1. A retrospective study of non-recommended services in patients 66 years or older with cancer demonstrated significant inter-physician variation in utilization.
2. Variation in use of non-recommended services were more likely if the physician had ordered the services for previous patients, suggesting physician-driven rather than patient-driven factors as the cause of the variation.
Evidence Rating Level: 2 (Good) Â Â Â Â
Study Rundown: Overuse of health care services despite evidence against their utility can lead to increased cost and potential harm. The Choosing Wisely Campaign has sought to highlight commonly misused services in order to promote discussion between physician and patient to reduce unnecessary medical tests. Understanding the decision making process that leads to the use of non-recommended services can help target further interventions to reduce waste. The following study sought to evaluate if non-recommended services in cancer care were consistently overused by certain physicians and if physician-driven rather than patient-driven factors explained the variation.
The study used the Surveillance, Epidemiology, and End Results (SEER) and Medicare databases to explore how use of 5 non-recommended services (as outlined in Choosing Wisely Campaign-produced lists from relevant specialty groups). There was unexplained variation not due to chance for each of the studied services. Use for each service was shown to be more likely if the physician had ordered the service for a prior patient. The results of the study demonstrated consistency across various services and with prior studies, lending further credibility. However, as this was a large database study and the difference identified was small, the clinical relevance is difficult to quantitate.
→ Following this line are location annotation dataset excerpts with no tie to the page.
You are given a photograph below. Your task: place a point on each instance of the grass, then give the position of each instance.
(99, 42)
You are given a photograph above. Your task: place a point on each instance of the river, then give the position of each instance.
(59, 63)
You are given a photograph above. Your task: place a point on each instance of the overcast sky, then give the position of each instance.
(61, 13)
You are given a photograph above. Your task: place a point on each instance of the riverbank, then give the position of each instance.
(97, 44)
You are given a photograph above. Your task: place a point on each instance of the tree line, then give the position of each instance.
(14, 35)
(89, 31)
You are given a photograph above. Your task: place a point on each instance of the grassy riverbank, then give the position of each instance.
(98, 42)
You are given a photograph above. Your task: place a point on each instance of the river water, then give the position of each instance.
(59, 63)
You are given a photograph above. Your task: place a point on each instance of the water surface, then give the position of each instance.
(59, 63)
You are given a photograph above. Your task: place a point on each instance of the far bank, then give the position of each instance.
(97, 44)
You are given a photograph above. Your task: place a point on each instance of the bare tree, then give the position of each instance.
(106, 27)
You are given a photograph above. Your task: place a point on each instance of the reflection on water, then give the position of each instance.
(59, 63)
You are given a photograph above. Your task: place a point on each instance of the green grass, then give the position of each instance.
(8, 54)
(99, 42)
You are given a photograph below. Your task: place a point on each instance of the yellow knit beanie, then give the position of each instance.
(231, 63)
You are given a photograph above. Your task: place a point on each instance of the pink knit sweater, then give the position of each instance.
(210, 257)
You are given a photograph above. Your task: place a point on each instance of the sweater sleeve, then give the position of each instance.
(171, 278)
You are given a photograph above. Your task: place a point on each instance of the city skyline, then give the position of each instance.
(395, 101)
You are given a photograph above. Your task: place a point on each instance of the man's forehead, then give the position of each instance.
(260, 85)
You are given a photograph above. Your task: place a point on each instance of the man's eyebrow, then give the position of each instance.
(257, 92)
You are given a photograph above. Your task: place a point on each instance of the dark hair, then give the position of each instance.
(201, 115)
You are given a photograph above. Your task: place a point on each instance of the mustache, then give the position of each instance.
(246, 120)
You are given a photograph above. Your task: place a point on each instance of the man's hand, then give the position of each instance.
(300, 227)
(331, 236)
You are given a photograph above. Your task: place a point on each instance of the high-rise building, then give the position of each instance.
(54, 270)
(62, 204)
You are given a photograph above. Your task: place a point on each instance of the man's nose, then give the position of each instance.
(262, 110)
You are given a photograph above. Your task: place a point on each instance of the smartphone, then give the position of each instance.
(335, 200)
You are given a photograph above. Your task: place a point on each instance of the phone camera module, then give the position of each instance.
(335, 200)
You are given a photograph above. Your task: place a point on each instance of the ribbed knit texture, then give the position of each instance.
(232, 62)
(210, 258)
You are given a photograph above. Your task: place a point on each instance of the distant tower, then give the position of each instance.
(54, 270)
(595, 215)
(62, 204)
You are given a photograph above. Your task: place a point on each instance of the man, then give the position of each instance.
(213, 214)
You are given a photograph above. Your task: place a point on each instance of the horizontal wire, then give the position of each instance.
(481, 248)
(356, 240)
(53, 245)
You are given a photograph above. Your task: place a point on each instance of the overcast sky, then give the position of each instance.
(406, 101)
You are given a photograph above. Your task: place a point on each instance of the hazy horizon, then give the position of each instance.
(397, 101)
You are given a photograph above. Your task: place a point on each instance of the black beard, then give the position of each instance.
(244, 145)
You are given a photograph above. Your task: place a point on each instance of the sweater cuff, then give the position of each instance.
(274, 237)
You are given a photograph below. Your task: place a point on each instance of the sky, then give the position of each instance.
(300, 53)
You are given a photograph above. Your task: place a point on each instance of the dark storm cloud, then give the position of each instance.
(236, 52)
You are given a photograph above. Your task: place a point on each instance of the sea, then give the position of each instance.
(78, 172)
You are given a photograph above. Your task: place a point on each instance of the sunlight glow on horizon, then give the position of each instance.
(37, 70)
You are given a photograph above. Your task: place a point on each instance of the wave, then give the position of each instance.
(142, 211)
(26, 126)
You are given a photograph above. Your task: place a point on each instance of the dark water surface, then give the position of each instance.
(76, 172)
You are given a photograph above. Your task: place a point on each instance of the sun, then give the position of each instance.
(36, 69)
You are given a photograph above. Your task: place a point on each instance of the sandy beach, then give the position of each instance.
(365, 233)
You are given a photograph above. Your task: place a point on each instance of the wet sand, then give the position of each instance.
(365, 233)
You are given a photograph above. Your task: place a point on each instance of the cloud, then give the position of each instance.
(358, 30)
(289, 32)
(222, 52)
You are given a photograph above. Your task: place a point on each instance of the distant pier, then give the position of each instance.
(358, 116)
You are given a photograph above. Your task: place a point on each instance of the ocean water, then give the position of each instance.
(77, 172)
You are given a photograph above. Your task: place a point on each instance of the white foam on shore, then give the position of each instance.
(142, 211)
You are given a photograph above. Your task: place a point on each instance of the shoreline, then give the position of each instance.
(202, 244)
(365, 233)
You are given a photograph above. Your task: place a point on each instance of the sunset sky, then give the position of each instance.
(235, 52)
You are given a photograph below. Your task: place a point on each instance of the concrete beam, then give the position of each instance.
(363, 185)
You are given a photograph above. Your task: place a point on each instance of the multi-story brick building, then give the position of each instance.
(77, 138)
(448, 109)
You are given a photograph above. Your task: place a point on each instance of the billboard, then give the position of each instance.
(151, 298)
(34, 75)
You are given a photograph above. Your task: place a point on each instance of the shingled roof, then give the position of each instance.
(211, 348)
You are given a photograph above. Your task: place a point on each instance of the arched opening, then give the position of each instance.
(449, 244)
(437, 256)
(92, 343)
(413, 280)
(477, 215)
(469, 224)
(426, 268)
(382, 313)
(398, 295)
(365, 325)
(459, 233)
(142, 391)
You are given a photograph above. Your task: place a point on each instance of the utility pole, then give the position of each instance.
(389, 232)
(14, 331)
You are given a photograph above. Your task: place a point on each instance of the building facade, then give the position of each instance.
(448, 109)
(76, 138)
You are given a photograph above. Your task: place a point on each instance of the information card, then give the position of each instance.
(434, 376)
Click to read the study, published today in JAMA Internal Medicine
Relevant Reading: Post-Treatment Surveillance in Locoregional Breast Cancer: Guideline Adherence and Patterns in Use of Non-Recommended Testing
In-Depth [retrospective cohort]: This study used linked SEER and Medicare databases to evaluate patients aged 66-years and older diagnosed with new cancer between 2004 and 2011. Patients were excluded if they were enrolled in a Health Maintenance Organization (HMO), had incomplete Medicare coverage, or presented with a cancer diagnosis at death. Physicians were excluded if they only had 1 patient in the database. The services examined were derived from the American Society of Clinical Oncology, and American Society for Radiation Oncology proposed lists of non-recommended services as part of the Choosing Wisely Campaign. Services included: staging imaging for early prostate/breast cancer, surveillance imaging for asymptomatic patients after treatment for low-risk breast cancer, intensity-modulated radiation therapy (IMRT) for whole breast radiotherapy, and extended (>10 fractions) fractionation schemes for palliation of bone metastases.
In random effects analysis, the intraclass correlation for each service was 0.04 to 0.59 with p < 0.001 for each investigated service suggesting non-random variance between physicians. The adjusted odds ratios that a physician would order a service if they had previously done so for a past patient was significant for each service: 1.12 (95%CI 1.07-1.18) for breast cancer surveillance screening, 1.48 (95%CI 1.26-1.75) for extended fractionation schemes, 3.02 (95%CI 2.88-3.17) for staging imaging in early-stage breast cancer, 3.90 (95%CI 3.70-4.10) for staging early-stage prostate cancer, and 24.91 (95%CI 22.86-27.15) for IMRT in breast cancer therapy. Finally, greater perceived inappropriateness for a service (e.g., imaging for stage 0/I compared to stage II breast cancer) ordered for a prior patient predicted increased odds of ordering the service for a future patient.